Let’s Play Barbie

The Double Secret, René Magritte (1927)

“Poets are damned… but see with the eyes of angels.” — Allen Ginsberg

I look down and see a smiling cut, layered like an onion; a red streak. I don’t know how it got there, but it stings. Dunkin’ doesn’t have any lids, so I carefully balance the coffee in my hands, making sure I don’t soil the books at the store with whipped cream and sugar. I use Saunders and Wallace like a yo-yo—up-down, up-down.

The man beside me coughs into the crux of his arm, a habit we have all become accustomed to. The lone man in the waste land of letters, deciding between T.S. Elliot and Sylvia Plath. I don’t think he’s ready for female pain. He won’t chew on it. Empty of an iron stomach, he fritters away, down the stairs, and out into the breeze.

My sunglasses are a bee-stung amber with black Pollock dots. They all know. I know they know. It’s in their hands, and their twitching fingers. They all see I’m faking it. Every step I take is followed by counting. One. Two. Three. Put one foot in front of the other. That’s it, just like that.

We’re all pretenders here; sheets of mirage, skin tight. It’s not a persona, just an enhanced version of ourselves to get us through the day. Two men in black suits smoke Marlboros outside the Rolex store, and a woman in Louboutins walks by, leaving a cloud of Chanel No5 in her wake. I, with my long coat, move through the galleys and passageways with those unidentifiable cuts. Ten years ago, I imagined chatting to older men in wine bars, wearing luxury perfume and solid gold. I’d scratch at their back with my Miu Miu manicure—talking timeshares.

A couple opposite me is showing an offensive amount of PDA. Aside from making me feel nauseous, I just want someone to give me a head massage. He would have, but he is dead.
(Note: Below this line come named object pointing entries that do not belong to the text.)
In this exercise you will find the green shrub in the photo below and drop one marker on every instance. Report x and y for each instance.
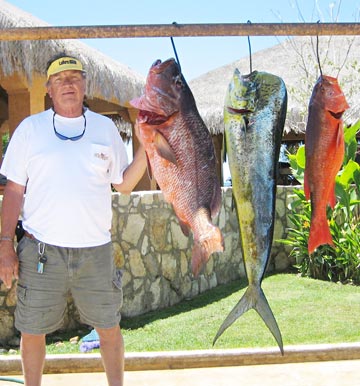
(341, 262)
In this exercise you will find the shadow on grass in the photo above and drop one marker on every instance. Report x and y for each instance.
(201, 300)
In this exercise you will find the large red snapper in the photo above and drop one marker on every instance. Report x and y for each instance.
(181, 156)
(324, 152)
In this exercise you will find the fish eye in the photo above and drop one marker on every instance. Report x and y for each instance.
(178, 81)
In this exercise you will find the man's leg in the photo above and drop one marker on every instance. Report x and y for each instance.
(112, 353)
(33, 350)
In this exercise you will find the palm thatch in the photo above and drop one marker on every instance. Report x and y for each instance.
(106, 78)
(295, 61)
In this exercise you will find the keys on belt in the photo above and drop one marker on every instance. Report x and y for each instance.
(42, 258)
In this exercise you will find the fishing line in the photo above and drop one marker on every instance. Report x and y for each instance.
(249, 45)
(317, 51)
(174, 48)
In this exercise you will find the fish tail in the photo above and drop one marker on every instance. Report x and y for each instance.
(254, 297)
(319, 234)
(203, 248)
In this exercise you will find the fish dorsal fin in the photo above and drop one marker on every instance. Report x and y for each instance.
(164, 149)
(148, 166)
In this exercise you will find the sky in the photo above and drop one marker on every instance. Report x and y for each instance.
(197, 55)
It took me twenty-three years to finally find a man who loved me, and I lost him the same year we found each other. Now, every time I see affectionate couples, I am permanently reminded of what was once in our grasp. I stave off puking and grab my Pumpkin Spice Latte from the dirtied marble. No sweetener is needed, for once in my life.
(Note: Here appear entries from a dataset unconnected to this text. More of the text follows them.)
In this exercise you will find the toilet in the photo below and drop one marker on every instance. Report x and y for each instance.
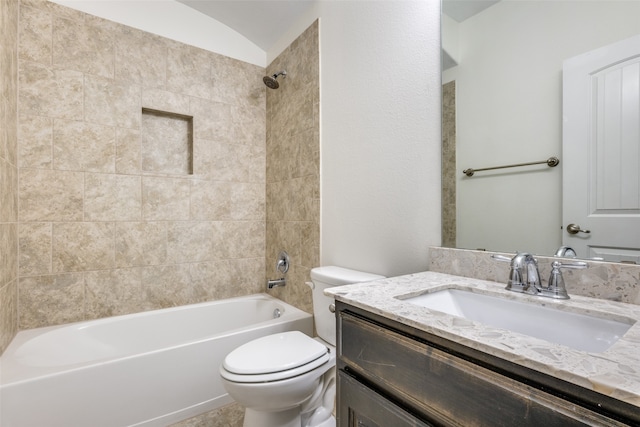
(288, 379)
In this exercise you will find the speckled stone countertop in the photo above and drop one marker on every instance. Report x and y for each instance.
(614, 372)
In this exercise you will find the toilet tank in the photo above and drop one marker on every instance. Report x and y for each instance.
(322, 278)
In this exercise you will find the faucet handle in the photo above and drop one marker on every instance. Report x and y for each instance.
(556, 288)
(517, 272)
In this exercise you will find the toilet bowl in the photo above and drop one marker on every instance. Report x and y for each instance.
(288, 379)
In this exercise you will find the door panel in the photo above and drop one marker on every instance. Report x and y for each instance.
(601, 151)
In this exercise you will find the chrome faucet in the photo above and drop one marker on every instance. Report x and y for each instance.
(525, 277)
(282, 266)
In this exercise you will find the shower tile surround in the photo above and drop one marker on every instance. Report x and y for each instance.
(9, 10)
(113, 222)
(293, 167)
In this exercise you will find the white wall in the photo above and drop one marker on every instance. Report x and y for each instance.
(510, 111)
(176, 21)
(380, 134)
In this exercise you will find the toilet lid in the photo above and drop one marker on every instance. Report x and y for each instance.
(274, 353)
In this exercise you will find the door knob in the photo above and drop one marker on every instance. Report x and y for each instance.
(575, 229)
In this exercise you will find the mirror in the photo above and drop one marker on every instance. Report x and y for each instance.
(502, 105)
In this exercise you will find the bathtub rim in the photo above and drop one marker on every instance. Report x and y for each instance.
(19, 373)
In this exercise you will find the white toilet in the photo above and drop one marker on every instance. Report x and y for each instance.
(288, 379)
I’m a stickler for honesty, but some days, you just want to play Barbie. Back in high school, I was deep in sad Tumblr core; listening to Lana Del Rey on my iPod Classic. Lana is still on every playlist on my iPhone. I must’ve played Born to Die on a loop thousands of times. If my life was to be narrated through one song, that would be it. She follows me everywhere. On the outside, it would appear that I was trying to be a coquette with red eyes, but in reality, I am genuinely sad. Not only am I grieving, but I float around in some ironic sense of angelic anarchy that I don’t know who I am anymore.

Mental illness is like colonoscopy prep; in order to consume, it must have a fruity flavour. Those of us who know, know this is true. I picked up a copy of a Rachel Cusk novel, and it was nothing but the ramblings of a ‘90s Kate Moss archetype. Some of you might call this unfair, and feel free to tell me so, but if there is one thing I hate in Literature, it’s the mad-woman-in-the-attic who lives in Camden stereotype who can eat all she wants because she always stays thin. I do not doubt that the prose itself is sublime, but I baulk at this consecration of the Effy Stonems of the world.
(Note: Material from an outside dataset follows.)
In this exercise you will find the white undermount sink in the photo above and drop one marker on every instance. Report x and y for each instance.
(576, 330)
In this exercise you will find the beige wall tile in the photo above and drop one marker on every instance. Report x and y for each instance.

Standing in line for fresh donuts, I check my phone for significance. Reading a Substack about “being in your fleabag era”, the guy on the street sings Don’t Worry Be Happy by Bobby McFerrin. I take the brown paper bag, but the stuffing comes undone—white flies of sugar dropping on my coat. How dark must it be to notice the pinholes? I contemplate getting another coffee; caffeine is my lover, my sin, and my soul. Then I’ll go to bed. Then I’ll rest my head on the peachy silk. I’ll fall asleep to girl in red, and the maggot will replenish, sloughing off my skin like a snake with amethyst scales.